All are winners of The Character Project’s Character Essay and Book Prize. Each winner earns a $3,000 award.
To make the list, authors had to leave behind academic prose and write for a general audience in a clear and engaging way. Although each selection is based on current research in the fields of religion, philosophy, or psychology, they were judged by the potential impact on the reader. How did the book or essay make the reader think about his or her own character – what it is like, what it should be like, and how it can be improved?
The Reading List:
• The (Honest) Truth About Dishonesty: How We Lie to Everyone Especially Ourselves
By Dan Ariely
This book examines the ways in which we all cheat, often due to irrational forces, but still have the potential to be honest.

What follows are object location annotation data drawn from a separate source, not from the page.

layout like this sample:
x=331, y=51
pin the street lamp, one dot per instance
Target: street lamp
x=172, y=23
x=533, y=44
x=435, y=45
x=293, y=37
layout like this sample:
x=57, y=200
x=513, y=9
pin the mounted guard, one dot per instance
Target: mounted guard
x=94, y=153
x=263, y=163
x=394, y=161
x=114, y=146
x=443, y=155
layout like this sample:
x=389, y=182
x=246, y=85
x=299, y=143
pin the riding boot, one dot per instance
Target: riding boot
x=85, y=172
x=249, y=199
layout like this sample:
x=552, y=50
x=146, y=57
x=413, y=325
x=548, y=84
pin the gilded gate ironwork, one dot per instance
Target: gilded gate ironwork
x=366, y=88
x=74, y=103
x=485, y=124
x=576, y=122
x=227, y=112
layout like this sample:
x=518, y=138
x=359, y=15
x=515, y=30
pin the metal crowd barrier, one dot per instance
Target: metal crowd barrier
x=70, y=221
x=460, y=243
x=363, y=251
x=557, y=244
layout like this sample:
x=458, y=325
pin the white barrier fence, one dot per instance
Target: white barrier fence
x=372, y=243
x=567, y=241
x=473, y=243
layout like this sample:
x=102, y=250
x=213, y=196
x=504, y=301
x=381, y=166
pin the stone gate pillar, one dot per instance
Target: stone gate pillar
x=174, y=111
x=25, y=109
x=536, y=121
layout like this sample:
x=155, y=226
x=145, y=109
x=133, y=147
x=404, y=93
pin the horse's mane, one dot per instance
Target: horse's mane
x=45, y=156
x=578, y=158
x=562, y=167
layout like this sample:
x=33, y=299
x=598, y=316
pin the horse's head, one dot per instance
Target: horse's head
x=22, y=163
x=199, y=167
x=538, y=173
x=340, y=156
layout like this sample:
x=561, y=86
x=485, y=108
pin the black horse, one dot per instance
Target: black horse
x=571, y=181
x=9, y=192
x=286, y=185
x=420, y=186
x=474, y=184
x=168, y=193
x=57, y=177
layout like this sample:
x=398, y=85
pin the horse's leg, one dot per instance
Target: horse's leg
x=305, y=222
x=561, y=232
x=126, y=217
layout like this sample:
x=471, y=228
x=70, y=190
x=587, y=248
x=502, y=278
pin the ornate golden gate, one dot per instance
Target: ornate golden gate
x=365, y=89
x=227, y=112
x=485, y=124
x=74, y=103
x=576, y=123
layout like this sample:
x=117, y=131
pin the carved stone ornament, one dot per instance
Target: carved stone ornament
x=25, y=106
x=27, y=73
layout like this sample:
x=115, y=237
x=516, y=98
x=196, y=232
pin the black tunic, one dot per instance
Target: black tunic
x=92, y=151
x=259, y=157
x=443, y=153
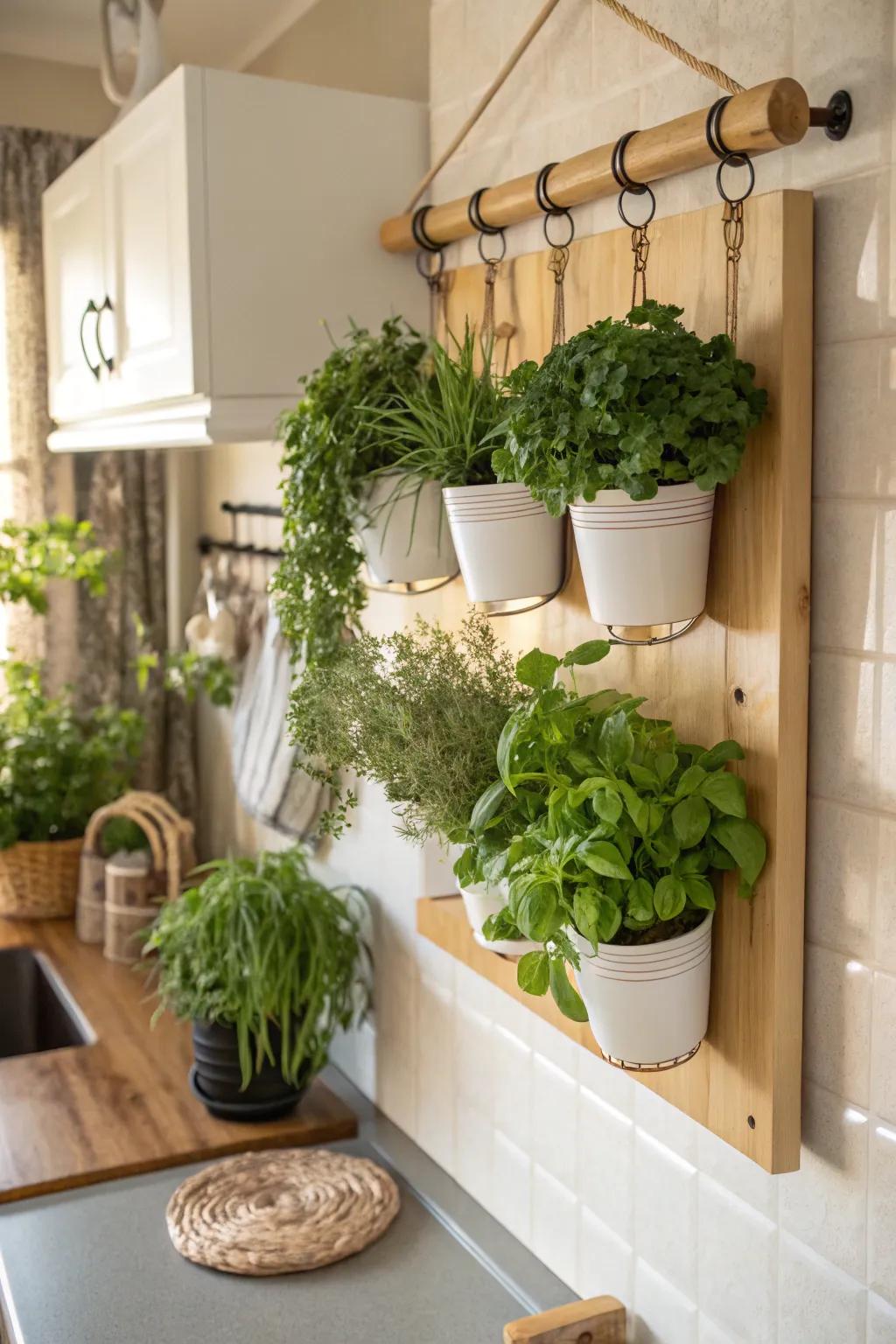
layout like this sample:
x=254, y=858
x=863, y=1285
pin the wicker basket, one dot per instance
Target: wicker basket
x=39, y=879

• Being Good: Christian Virtues for Everyday Life
By Michael Austin & R. Douglas Geivett
Leading Christian philosophers and theologians explore in detail 11 key virtues ranging from love to hope to humility.
• “Courage” in Being Good: Christian Virtues for Everyday Life
By Rebecca DeYoung
This essay helps to better understand the difference between courage as portrayed in popular action-adventures, and the picture of courage in Christianity, especially as displayed by the Christian martyrs. While part of a prize-winning collection, this essay was nominated separately for prize consideration.
• Virtuous Minds: Intellectual Character Development
By Philip Dow
Dow’s book approaches seven intellectual virtues from a Christian perspective aimed at students, educators, and parents, with the ultimate goal of becoming people of intellectual character.
• The Power of Habit: Why We Do What We Do in Life and Business
By Charles Duhigg
The award-winning New York Times reporter’s popular read looks at the importance of habits and why some people can change themselves fairly easily while others never seem able to change.
• Passing Through the Sirens: The Trials of the Christian Wayfarer in the World
By David Elliot
This essay considers how Christians are to think about themselves as pilgrims or wayfarers in this world who are exiled from their homeland and meet many obstacles to good character on their journey.
• Character and Its Discontents
By Iskra Fileva
Having appeared in the New York Times Opinionator, this essay discusses recent doubts about the very existence of character traits as ordinarily conceived.
• The Best Things in Life: A Guide to What Really Matters
By Thomas Hurka
What is the importance of character and virtue? Hurka’s book examines this question in a larger discussion of what happiness is and how we can live a good life.
• Out of Character: Surprising Truths About the Liar, Cheat, Sinner (and Saint) Lurking in All of Us
By David DeSteno & Piercarlo Valdesolo
This book challenges our traditional understanding of character to try to better make sense of how people like Tiger Woods and Eliot Spitzer can act in such puzzling ways.
“I would recommend these readings to friends, parents, and educators,” Miller says. “A book sometimes has a transformative effect on a person. Each of these selections has that potential.”
The Character Project is a three-year initiative supported by a $4.2 million grant from the John Templeton Foundation with the goal of fostering new advances in the study of character in psychology, philosophy, and theology.